Peonies are really unique from the standpoint is that they're not cheap to buy.  Peonies are not propagated.  They're basically grown from the tubers, and the tubers take a long time to grow.  You need to have a certain number of tubers in order for them to continue to grow.  A nursery will actually hold onto peonies for about three years before they're actually ready to be planted or put in a pot like these and then sold to the public.  So, there's a lot of investment of time and effort put into these plants in order to make them ready for the public.


Some other interesting facts about peonies is that their buds will be ready to explode.  They'll be producing nectar and a lot of people will see ants on their peonies and they think, “Oh no, I'm being invaded by ants,” or this is a bad thing.  No, in this case, the ants are really good.  Ants are actually collecting the honeydew, or the nectar.  They're protecting the plant from other pests.  My theory is that the ants protect the plant because the plant is producing food.  The ants protect the plant because it's a food producer.  So basically, if anything else comes into there, it takes out the insect. Ants are a beneficial insect for the peony, and that's why you do not want be killing the ants off around your peonies.


Something to consider is after your peonies are done blooming is to actually remove the seed head. Then, the effort is put into the foliage, into the root system rather than into the seed heads.


There are many, many different colors.  You can get them in white, pink, purple, white and yellow, yellow and white.  There's just a huge amount of variation of the different peonies and different colors.  The ones that you probably see the most of are probably white, more solid colors.  Those are the peonies that have been around for a long time.

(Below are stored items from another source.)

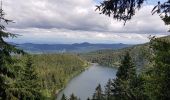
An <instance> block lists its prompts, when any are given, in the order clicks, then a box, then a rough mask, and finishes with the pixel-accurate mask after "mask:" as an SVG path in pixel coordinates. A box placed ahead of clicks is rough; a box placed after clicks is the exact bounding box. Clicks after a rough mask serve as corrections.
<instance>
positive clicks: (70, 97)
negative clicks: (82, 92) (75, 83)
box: [69, 94, 78, 100]
mask: <svg viewBox="0 0 170 100" xmlns="http://www.w3.org/2000/svg"><path fill="white" fill-rule="evenodd" d="M69 100H78V98H77V97H76V96H75V95H74V94H71V95H70V99H69Z"/></svg>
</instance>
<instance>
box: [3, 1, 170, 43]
mask: <svg viewBox="0 0 170 100" xmlns="http://www.w3.org/2000/svg"><path fill="white" fill-rule="evenodd" d="M3 3H4V6H3V7H4V10H5V12H7V15H8V18H10V19H13V20H14V21H15V22H16V23H14V24H12V25H9V26H8V27H9V29H11V30H12V31H13V32H15V33H19V34H22V35H23V37H20V38H19V39H16V40H18V41H17V42H19V41H22V42H37V41H38V42H51V43H54V42H55V43H56V42H66V43H67V42H69V43H70V41H71V42H82V41H90V42H108V43H110V42H130V41H132V42H135V41H137V42H146V41H148V40H147V36H148V35H146V34H157V35H158V36H160V34H161V36H162V35H163V34H168V33H166V31H167V27H165V25H164V23H163V22H162V20H161V19H160V18H159V16H158V15H153V16H152V15H151V9H152V8H153V6H144V7H143V8H142V9H141V10H140V11H139V12H138V13H137V14H136V15H135V16H134V17H133V19H132V20H131V21H130V22H127V23H126V26H123V22H118V21H116V20H113V19H112V18H108V17H106V16H104V15H99V14H98V12H95V11H94V9H95V5H96V2H95V1H94V0H26V1H25V0H4V2H3ZM77 37H78V38H77Z"/></svg>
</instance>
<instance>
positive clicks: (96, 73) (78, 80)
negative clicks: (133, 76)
mask: <svg viewBox="0 0 170 100" xmlns="http://www.w3.org/2000/svg"><path fill="white" fill-rule="evenodd" d="M116 71H117V69H116V68H110V67H103V66H99V65H98V64H93V65H91V66H90V67H89V68H88V69H86V70H85V71H84V72H82V73H81V74H79V75H77V76H76V77H74V78H73V79H71V80H70V82H69V83H68V84H67V86H66V87H65V88H64V89H63V90H62V91H61V92H60V93H59V94H58V96H57V100H60V99H61V97H62V95H63V93H64V94H65V95H66V96H67V97H69V96H70V95H71V94H72V93H74V95H76V96H77V97H78V98H80V99H81V100H86V99H87V98H88V97H90V98H91V97H92V95H93V93H94V92H95V88H96V87H97V85H98V84H99V83H100V84H101V86H102V89H103V90H104V86H105V84H106V83H107V81H108V80H109V79H113V78H115V75H116Z"/></svg>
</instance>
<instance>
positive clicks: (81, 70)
mask: <svg viewBox="0 0 170 100" xmlns="http://www.w3.org/2000/svg"><path fill="white" fill-rule="evenodd" d="M94 64H95V65H97V63H90V62H87V67H86V68H84V69H82V70H80V71H78V72H76V73H75V74H73V75H72V76H71V77H70V78H69V79H68V80H67V82H66V84H65V86H64V87H62V88H61V89H58V90H56V92H55V98H57V96H58V95H59V93H60V92H61V91H62V90H63V89H64V88H65V87H66V86H67V84H68V83H69V82H70V81H71V80H72V79H73V78H74V77H76V76H77V75H79V74H81V73H82V72H84V71H85V70H87V69H88V68H90V66H93V65H94Z"/></svg>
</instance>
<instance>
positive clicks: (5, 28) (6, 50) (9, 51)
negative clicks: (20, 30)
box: [0, 5, 24, 100]
mask: <svg viewBox="0 0 170 100" xmlns="http://www.w3.org/2000/svg"><path fill="white" fill-rule="evenodd" d="M5 15H6V14H5V12H4V11H3V9H2V5H1V9H0V99H3V100H6V99H9V98H11V97H13V94H12V93H10V92H9V91H10V90H11V88H12V86H13V82H14V78H15V74H14V71H13V67H14V63H15V61H14V60H13V59H12V57H11V53H13V54H21V53H22V54H23V53H24V52H23V51H22V50H19V49H17V48H15V46H14V45H11V44H9V43H7V42H6V41H4V38H14V37H16V36H17V35H16V34H12V33H10V32H7V30H6V28H5V26H4V25H3V24H4V23H6V24H8V23H10V22H12V20H8V19H6V18H5Z"/></svg>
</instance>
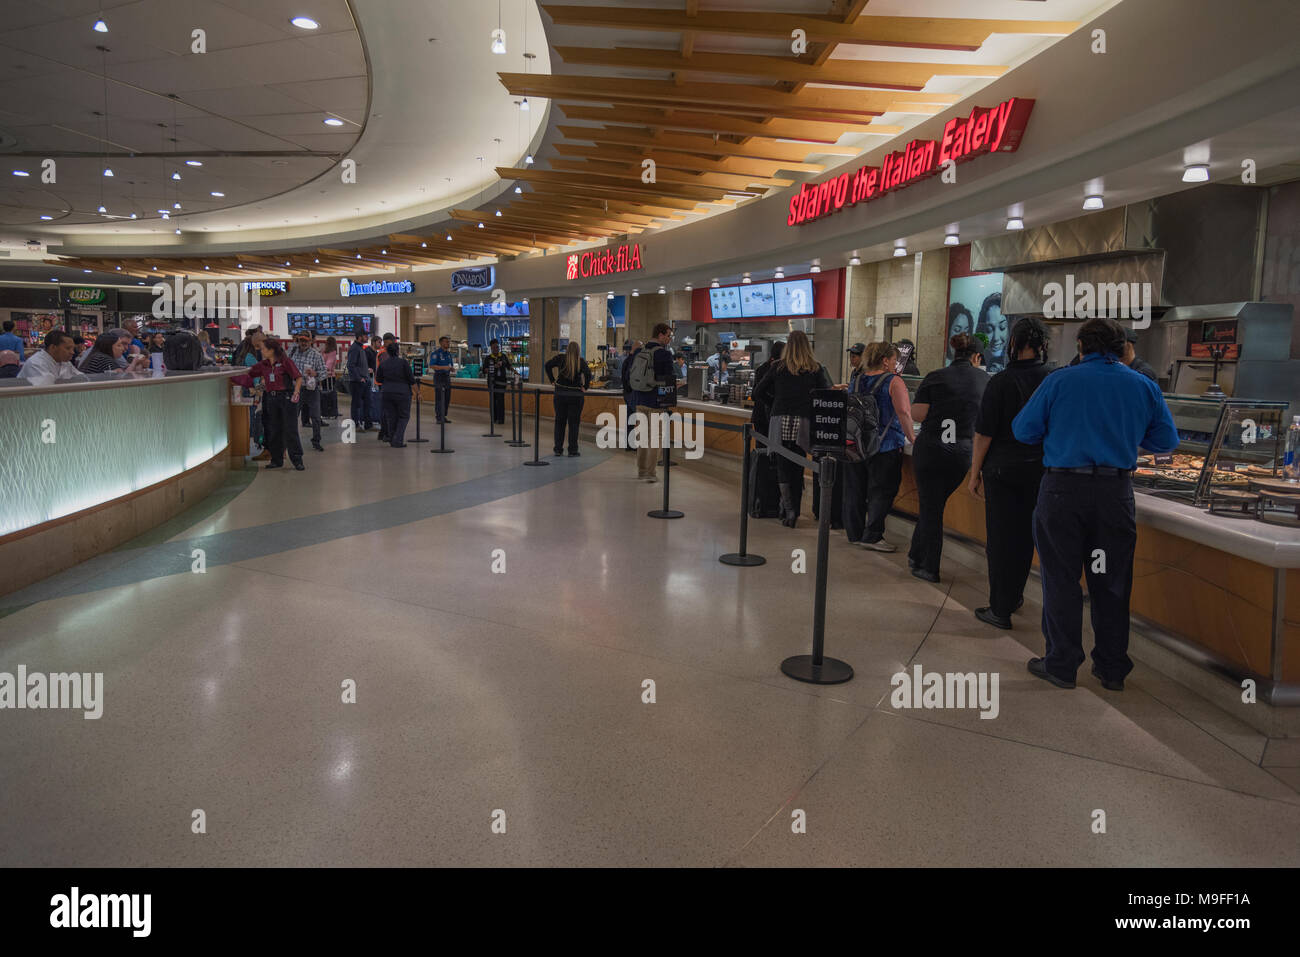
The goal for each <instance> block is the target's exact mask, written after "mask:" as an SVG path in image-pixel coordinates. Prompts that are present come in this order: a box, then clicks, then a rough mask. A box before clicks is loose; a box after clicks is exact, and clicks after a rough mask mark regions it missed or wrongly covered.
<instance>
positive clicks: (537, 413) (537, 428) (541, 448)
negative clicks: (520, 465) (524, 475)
mask: <svg viewBox="0 0 1300 957" xmlns="http://www.w3.org/2000/svg"><path fill="white" fill-rule="evenodd" d="M551 411H554V410H551ZM541 451H542V390H541V389H536V390H534V391H533V460H532V462H525V463H524V464H525V465H534V467H539V465H549V464H551V463H549V462H542V458H541Z"/></svg>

With peonies, as far as fertilization goes is we do not want too much fertilization and you don't want to put too little.  Basically, just a standard 10-10-10 or something that you use once in a while. You can put that around the plant. The one thing you don't want to do is put too much fertilizer in it.


So basically, it comes down to this, if your plant has been looking good and putting out blossoms, ignore it and enjoy it.